Diana went home last weekend to visit her mom and dad. As the boys and I drove her to the airport, NPR did a story on the upcoming rapture. If you’re reading this in a non-rapture future, there was this preacher nutcase who, through careful misinterpretation of the bible, predicted the end of the world would come on 5/21 at 6pm sharp. It got a lot of media attention for no other reason than people were already bored with Arnold Schwarzenegger’s affairs.

Diana suddenly got a weird look on her face. “You don’t think it will happen, will you?”

Well, now that she mentioned it, I hadn’t given it much thought. But then I could read her mind that in the so-unlikely-it’s crazy event of the rapture, she would want to be there with Luca and Elijah.

That’s the hard part about being a parent to explain to non-parents. Our intense desire to eliminate all pain from our children’s lives makes us stress about imaginary disasters.

I pointed out that both our children were without sin and baptized. They would be riding the golden unicorn to Sesame Street. Diana and I were on the fence, savedly speaking. I said maybe we’d both get to share a pitchfork.

This next part is the rapture-honest truth.

Elijah piped up from his car seat. “I had a bad dream last night. I dreamt that I went to that place in the clouds, what’s it called?”

“Heaven,” I said shakily.

“Yeah, Heaven. I went up there and you and mommy got left behind. I was sad.”
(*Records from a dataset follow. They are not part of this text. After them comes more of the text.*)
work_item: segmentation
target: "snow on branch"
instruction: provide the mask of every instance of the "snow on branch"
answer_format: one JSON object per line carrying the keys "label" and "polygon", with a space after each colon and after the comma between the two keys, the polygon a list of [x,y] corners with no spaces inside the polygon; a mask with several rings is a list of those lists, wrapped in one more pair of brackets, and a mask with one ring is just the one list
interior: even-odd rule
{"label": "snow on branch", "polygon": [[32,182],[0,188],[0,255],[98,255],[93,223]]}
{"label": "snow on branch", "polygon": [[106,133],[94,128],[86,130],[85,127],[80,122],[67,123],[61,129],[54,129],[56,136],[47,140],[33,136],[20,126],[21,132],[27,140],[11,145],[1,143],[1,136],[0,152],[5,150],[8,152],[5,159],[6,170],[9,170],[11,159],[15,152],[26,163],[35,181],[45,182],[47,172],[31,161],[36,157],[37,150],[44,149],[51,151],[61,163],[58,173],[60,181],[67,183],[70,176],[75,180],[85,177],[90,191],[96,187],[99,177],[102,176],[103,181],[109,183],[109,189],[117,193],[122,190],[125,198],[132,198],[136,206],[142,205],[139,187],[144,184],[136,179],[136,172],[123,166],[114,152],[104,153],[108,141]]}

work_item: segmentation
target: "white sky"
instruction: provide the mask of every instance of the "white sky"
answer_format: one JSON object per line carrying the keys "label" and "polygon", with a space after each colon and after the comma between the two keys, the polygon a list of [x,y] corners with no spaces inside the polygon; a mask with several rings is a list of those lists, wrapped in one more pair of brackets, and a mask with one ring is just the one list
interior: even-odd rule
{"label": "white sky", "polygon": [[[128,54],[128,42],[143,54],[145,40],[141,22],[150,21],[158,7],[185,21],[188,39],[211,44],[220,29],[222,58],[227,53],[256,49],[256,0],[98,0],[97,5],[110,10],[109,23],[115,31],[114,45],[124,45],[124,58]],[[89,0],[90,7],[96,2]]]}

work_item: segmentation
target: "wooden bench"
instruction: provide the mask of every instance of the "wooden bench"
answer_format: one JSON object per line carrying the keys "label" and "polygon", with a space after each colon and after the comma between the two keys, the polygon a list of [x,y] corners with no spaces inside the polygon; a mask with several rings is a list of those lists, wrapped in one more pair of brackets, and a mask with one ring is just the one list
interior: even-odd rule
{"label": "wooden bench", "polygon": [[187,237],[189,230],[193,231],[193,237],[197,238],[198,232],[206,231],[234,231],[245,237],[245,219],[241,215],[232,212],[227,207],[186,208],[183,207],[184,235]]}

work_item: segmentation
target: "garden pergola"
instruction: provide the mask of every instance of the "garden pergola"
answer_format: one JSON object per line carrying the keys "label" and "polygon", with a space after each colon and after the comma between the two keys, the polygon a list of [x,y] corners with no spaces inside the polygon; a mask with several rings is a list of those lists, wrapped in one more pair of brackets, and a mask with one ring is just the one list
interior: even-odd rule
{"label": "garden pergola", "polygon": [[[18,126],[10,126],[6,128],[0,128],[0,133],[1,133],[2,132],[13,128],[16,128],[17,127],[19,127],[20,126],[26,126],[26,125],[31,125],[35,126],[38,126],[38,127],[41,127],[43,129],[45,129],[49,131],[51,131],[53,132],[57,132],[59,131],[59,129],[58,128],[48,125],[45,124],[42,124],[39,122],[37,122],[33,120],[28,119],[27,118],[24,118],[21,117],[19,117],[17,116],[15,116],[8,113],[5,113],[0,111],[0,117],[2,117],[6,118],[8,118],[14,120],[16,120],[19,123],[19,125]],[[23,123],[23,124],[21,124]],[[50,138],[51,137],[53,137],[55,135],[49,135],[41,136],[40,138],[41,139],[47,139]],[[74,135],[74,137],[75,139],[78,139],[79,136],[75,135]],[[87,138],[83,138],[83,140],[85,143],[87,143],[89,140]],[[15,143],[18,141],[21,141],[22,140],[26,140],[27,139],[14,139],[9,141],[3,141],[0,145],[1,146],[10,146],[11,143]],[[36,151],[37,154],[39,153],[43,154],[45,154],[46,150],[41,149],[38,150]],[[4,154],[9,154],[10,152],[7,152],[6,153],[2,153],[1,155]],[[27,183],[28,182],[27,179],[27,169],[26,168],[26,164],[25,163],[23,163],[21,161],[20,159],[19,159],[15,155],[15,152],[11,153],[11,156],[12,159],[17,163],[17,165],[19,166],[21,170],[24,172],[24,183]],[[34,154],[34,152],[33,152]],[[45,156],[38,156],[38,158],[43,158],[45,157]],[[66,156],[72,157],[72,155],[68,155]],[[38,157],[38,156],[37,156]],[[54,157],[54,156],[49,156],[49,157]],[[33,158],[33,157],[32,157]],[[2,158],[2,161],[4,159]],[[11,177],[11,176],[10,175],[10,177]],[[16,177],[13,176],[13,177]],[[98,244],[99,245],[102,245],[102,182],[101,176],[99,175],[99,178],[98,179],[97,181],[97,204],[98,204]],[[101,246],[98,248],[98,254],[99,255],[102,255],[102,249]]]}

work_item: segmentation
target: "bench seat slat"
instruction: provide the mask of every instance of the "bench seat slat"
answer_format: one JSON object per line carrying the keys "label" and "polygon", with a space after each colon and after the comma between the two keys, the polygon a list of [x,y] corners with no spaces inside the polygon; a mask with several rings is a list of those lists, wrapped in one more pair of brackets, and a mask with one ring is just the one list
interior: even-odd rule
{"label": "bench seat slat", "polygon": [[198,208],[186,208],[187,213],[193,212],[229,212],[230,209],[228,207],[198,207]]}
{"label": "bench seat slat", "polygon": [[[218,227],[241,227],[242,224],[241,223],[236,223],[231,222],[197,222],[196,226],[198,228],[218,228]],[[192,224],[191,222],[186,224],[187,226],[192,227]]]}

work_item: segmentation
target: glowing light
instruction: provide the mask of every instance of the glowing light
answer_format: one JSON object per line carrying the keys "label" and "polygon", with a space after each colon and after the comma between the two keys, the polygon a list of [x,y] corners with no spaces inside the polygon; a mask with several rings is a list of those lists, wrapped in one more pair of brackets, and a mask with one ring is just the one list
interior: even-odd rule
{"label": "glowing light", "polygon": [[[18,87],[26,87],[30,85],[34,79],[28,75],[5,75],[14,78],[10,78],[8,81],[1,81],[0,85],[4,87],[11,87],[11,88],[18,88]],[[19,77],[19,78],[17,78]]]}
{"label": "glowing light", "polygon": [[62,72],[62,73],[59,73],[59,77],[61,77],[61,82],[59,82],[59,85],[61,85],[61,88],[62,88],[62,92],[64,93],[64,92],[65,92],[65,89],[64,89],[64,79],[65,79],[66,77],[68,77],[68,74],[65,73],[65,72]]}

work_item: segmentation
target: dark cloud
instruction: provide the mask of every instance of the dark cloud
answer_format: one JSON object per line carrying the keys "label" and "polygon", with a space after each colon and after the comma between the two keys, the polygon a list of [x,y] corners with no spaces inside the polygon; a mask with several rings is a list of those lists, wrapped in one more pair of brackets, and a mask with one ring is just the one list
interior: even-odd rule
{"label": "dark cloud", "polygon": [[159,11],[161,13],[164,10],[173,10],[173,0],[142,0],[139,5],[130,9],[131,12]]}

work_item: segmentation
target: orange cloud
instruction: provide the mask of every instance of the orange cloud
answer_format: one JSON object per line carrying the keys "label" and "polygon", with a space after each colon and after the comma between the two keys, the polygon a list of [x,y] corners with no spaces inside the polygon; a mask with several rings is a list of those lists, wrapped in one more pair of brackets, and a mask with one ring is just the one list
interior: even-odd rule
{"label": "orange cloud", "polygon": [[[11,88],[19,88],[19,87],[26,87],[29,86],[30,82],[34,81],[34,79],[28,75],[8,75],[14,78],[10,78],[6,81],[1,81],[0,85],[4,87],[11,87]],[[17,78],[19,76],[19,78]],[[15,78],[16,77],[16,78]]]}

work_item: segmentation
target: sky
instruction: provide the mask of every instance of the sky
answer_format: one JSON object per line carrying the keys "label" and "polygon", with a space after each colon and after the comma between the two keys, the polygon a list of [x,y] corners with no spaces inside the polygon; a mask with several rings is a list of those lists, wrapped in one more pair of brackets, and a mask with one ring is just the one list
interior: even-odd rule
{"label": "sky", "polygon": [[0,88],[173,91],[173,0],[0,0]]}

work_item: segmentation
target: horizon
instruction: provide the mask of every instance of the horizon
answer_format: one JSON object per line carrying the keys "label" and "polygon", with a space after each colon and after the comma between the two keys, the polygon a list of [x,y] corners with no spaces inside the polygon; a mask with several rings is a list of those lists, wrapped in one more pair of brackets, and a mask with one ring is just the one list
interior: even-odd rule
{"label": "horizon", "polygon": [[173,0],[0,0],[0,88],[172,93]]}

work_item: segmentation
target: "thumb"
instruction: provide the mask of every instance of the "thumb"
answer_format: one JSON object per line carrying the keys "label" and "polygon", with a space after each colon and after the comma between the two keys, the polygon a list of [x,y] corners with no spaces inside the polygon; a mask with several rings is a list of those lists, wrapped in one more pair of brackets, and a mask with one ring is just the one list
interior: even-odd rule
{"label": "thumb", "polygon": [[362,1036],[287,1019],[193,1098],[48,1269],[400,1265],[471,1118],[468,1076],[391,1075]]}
I suddenly took the rapture .0005% more seriously. Saturday came and mostly went and I found myself emptying the dishwasher at 5:30pm. A half hour away from go time. I realized meeting the rapture with my hands in a dishwasher was really un-cool.

I found myself dialing the phone, almost unconsciously. I needed to talk to someone in the Central Time Zone. Knowing they’d be hit an hour before us.

Thankfully, my Peoria parents answered and informed me there were no Horsemen of the Apocalypse ruining their grilled veal.

Crisis averted, I hugged my sons and promised I’d never yell at them again. This lasted until we went to Whole Foods the next morning and I screamed at Elijah in front of a woman who seemed to have Child Services on speed dial.